## Overview

- **Expectation Used:** [expect_column_values_confidence_for_data_label_to_be_greater_than_or_equal_to_threshold](https://github.com/great-expectations/great_expectations/blob/develop/contrib/capitalone_dataprofiler_expectations/capitalone_dataprofiler_expectations/expectations/expect_column_values_confidence_for_data_label_to_be_greater_than_or_equal_to_threshold.py)

- **Expectation Description:** This expectation will check every record in the user specified column to determine if any given value is detected as a label with a confidence greater than or equal to the user specified threshold. The confidence level is generated by the Data Profiler's Data Labeler.

- **Use Case:** If a user has sensitive data, such as SSNs, that they would expect to be detected as SSN label at a confidence level greater than or equal to a certain threshold, then they could use this expectation to identify and records which fall below this threshold.

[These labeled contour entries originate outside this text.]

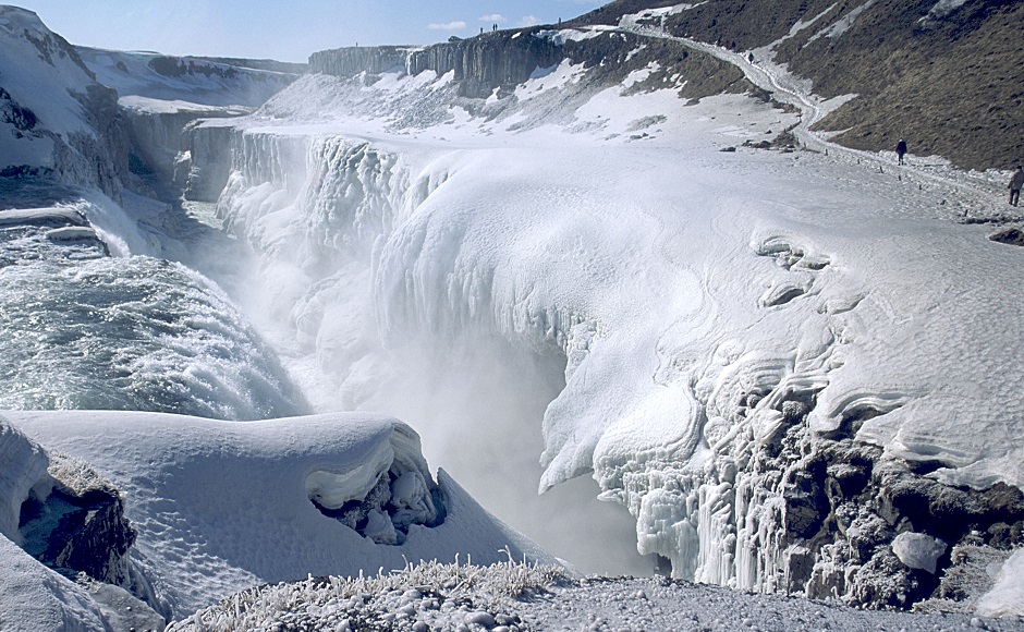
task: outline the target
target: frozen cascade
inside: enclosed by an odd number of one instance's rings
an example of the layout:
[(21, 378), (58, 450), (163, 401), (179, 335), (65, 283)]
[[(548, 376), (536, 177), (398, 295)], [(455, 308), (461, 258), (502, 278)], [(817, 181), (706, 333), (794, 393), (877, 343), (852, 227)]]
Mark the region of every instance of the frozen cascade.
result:
[[(235, 131), (220, 212), (261, 257), (269, 313), (289, 324), (296, 355), (332, 376), (317, 403), (380, 406), (383, 385), (401, 381), (389, 354), (410, 340), (434, 345), (436, 360), (458, 356), (465, 340), (497, 338), (563, 363), (564, 388), (544, 415), (541, 487), (593, 471), (601, 497), (636, 519), (639, 551), (668, 558), (674, 576), (880, 606), (934, 586), (888, 544), (905, 521), (923, 520), (902, 491), (890, 491), (927, 485), (890, 466), (876, 446), (890, 442), (883, 437), (900, 420), (916, 418), (907, 411), (923, 401), (967, 409), (902, 377), (898, 388), (864, 379), (858, 366), (892, 365), (868, 326), (891, 307), (832, 265), (845, 245), (825, 250), (818, 242), (833, 235), (794, 231), (764, 211), (753, 233), (728, 228), (742, 253), (731, 260), (756, 279), (748, 290), (716, 291), (686, 266), (671, 289), (624, 283), (607, 270), (642, 267), (631, 262), (648, 253), (633, 244), (635, 233), (615, 228), (612, 205), (564, 189), (583, 178), (569, 160), (568, 174), (496, 177), (515, 163), (508, 154), (424, 151), (288, 127)], [(522, 178), (535, 179), (525, 197)], [(572, 212), (546, 212), (549, 199), (566, 195)], [(644, 212), (637, 221), (657, 226)], [(692, 221), (708, 230), (702, 222), (714, 214)], [(618, 245), (593, 245), (607, 242)], [(693, 242), (670, 250), (690, 262), (710, 254)], [(573, 281), (544, 281), (566, 270)], [(715, 282), (735, 283), (734, 275)], [(673, 296), (665, 312), (676, 319), (651, 323), (641, 297), (649, 294)], [(855, 354), (851, 341), (868, 343)], [(638, 360), (637, 344), (655, 353)], [(624, 380), (624, 370), (636, 379)], [(948, 450), (941, 459), (955, 462), (953, 449), (922, 450), (927, 459)], [(948, 475), (968, 479), (968, 472)], [(984, 508), (971, 515), (983, 528), (998, 521)], [(899, 579), (877, 588), (885, 576)]]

- **Example Details:** In this particular example, we are checking how much of our data in an ip column can be detected with the `IPV4` label with a confidence level higher than 0.85.

### Imports

In [None]:
import os

import pandas as pd
import numpy as np

# Great expectations imports
import great_expectations as ge
from capitalone_dataprofiler_expectations.expectations. \
    expect_column_values_confidence_for_data_label_to_be_greater_than_or_equal_to_threshold \
    import ExpectColumnValuesConfidenceForDataLabelToBeGreaterThanOrEqualToThreshold
from great_expectations.self_check.util import build_pandas_validator_with_data

### Setup
Below we are going to import a dataset from the Data Profile testing suite. This csv holds a column named `srcip` which holds the ip data that will be used further below.

In [None]:
context = ge.get_context()

In [None]:
aws_honeypot_data_path = "../../dataprofiler/tests/data/csv/aws_honeypot_marx_geo.csv"
df = pd.read_csv(aws_honeypot_data_path)
df.head()

### Running the Exception
We build the validator by passing in the dataframe we build above. Then we will use the exception below to find values in the `srcip` column that are labeled as `IPV4` with a confidence of .85 or higher.

In [None]:
validator = build_pandas_validator_with_data(df)
results = validator.expect_column_values_confidence_for_data_label_to_be_greater_than_or_equal_to_threshold(
    column='srcip',
    data_label='IPV4',
    threshold=.85
)

### Results
From the output below, you can see that there are 9 values in the `srcip` column which are detected by our expectation with a confidence value greater than .85 as well as two rows which were missing values.

In [None]:
results